64厄介ごと
「ええと、確かに相沢の出産予定日が近いことは知っていましたが、亡くなったとは」
「文字通りの意味よ。実乃梨さんと違って、永遠はもう、あなたが言う《《ただの人間》》なの。子供を産むのは命懸けだって、知っているでしょう?」
「でも、それは」
実乃梨は突然の訃報に頭が混乱していた。確かに実乃梨は相沢に対して《《ただの人間》》に成り下がったと内心、バカにしていた。しかし、バカにしていたとはいえ、そんな簡単にこの世からいなくなるとは思っていなかった。
「相沢の近況を知りたいかなと思って、わざわざ電話してあげたのよ。まあ、どちらかというと、セイ君の紹介を実乃梨さんにしたかったのが本音だけど」
「永徳は、私のもとに来ると思いますか?」
「その男って、いったいだれのこと?もしかして、実乃梨さんの元カレとか?」
「だから、電話の邪魔をしないの!」
セイと呼ばれる男が会話に割り込んできた。和音に注意されていたのに、懲りない男だ。ぼんやりとそんなことを考えながらも、頭の中は、自分の元護衛のことでいっぱいである。
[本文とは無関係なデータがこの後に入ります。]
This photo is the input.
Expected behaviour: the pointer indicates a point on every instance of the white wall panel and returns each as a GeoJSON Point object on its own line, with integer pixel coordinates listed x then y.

「実乃梨さんの元護衛のことよ。いくら何でも、あの男が実乃梨のもとに来ることはないと思うわよ。私の居場所は永遠には教えていないし、連絡する時も、使い捨ての携帯を使っているし」
相沢が亡くなったことは驚きだが、悲しみはなかった。実乃梨を裏切って勝手に不老不死から解放されようとしていたのだから、当然のことかもしれない。悲しみはないが、彼女の死は、実乃梨に一つの厄介ごとを引き寄せようとしている。
「そんなに心配しなくてもいいわよ。実乃梨さん?」
『実乃梨さんとの縁が切れることはありません』
別れ際に言われた言葉を思い出す。退職日当日の永徳の表情からは、実乃梨のことをあきらめきれているとは思えなかった。それが一年弱ですっぱりとあきらめられるだろうか。
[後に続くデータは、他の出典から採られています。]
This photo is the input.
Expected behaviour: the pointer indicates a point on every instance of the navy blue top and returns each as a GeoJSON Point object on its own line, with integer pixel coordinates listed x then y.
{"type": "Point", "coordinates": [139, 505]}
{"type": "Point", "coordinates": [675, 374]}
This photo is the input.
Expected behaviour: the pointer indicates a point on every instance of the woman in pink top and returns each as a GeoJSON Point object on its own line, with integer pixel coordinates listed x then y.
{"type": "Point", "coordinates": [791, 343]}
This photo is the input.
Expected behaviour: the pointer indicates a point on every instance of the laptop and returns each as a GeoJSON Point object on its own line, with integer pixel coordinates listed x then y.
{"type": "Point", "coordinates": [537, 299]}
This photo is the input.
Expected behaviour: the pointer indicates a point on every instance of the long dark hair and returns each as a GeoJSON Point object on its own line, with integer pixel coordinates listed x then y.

「実乃梨さん、私が送った手紙は読んでくれたかしら?手紙の最後に書いたのだけど、私たち、実は」
「少し、考えたいことができました。いったん、電話を切ります。明日の夕方六時過ぎにまた電話してください」
和音が実乃梨に手紙の件で言いたいことがありそうだったが、実乃梨は強制的に電話を切ってしまう。
「さて、対策をしなくちゃ」
実乃梨は急いで、ネットである場所の電話番号を調べた。そして、その番号をスマホに入力し、通話ボタンをタップする。
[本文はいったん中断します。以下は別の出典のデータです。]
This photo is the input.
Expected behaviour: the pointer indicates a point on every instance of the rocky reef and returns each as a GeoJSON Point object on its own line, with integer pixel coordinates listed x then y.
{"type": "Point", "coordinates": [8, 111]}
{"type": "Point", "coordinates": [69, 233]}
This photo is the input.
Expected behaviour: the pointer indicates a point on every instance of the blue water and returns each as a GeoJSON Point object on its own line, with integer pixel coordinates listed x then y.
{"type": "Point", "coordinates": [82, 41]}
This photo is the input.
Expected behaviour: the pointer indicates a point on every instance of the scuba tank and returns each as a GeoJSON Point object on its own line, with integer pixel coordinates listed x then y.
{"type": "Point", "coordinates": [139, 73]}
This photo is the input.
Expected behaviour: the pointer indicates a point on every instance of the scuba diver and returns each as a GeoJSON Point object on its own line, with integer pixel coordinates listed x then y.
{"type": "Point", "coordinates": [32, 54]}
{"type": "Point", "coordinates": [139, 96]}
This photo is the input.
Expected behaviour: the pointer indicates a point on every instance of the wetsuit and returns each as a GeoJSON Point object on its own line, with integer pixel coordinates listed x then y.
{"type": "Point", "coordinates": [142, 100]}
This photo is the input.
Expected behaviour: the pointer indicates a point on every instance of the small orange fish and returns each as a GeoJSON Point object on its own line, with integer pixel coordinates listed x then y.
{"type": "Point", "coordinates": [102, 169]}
「あの、少し相談したいことがあるのですが、実は……」
彼女がいつごろ亡くなったのか聞くのを忘れてしまったが、うかうかしてはいられない。実乃梨は事前に対策を講じることにした。
「ハイ。奥入瀬商社でございます」
それから一週間ほどは平穏な日々が続いていた。和音から電話がかかってきた翌日も、実乃梨はいつも通りに出社していた。ただし、永徳から自分の身を守るために警察を頼っていた。
「栄枝さんですか。永徳です。お久しぶりです」
「弊社にそのような商品は扱っておりません。申し訳ありませ」
「永遠が亡くなったことは、《《彼女》》から聞いていると思いますけど」
勤務中に電話に出るのは、事務員の仕事の一つである。午前中の昼休憩直前にかかってきた電話を実乃梨は反射的に取ってしまう。
しかし、電話の相手がだれかわかると、危うく、受話器を手から落としそうになった。警察にストーカー被害を訴えてから一週間、警察の方には申し訳ないと思いつつも、身の回りの警護をしてもらっていた。それが役に立つ日が来るとは。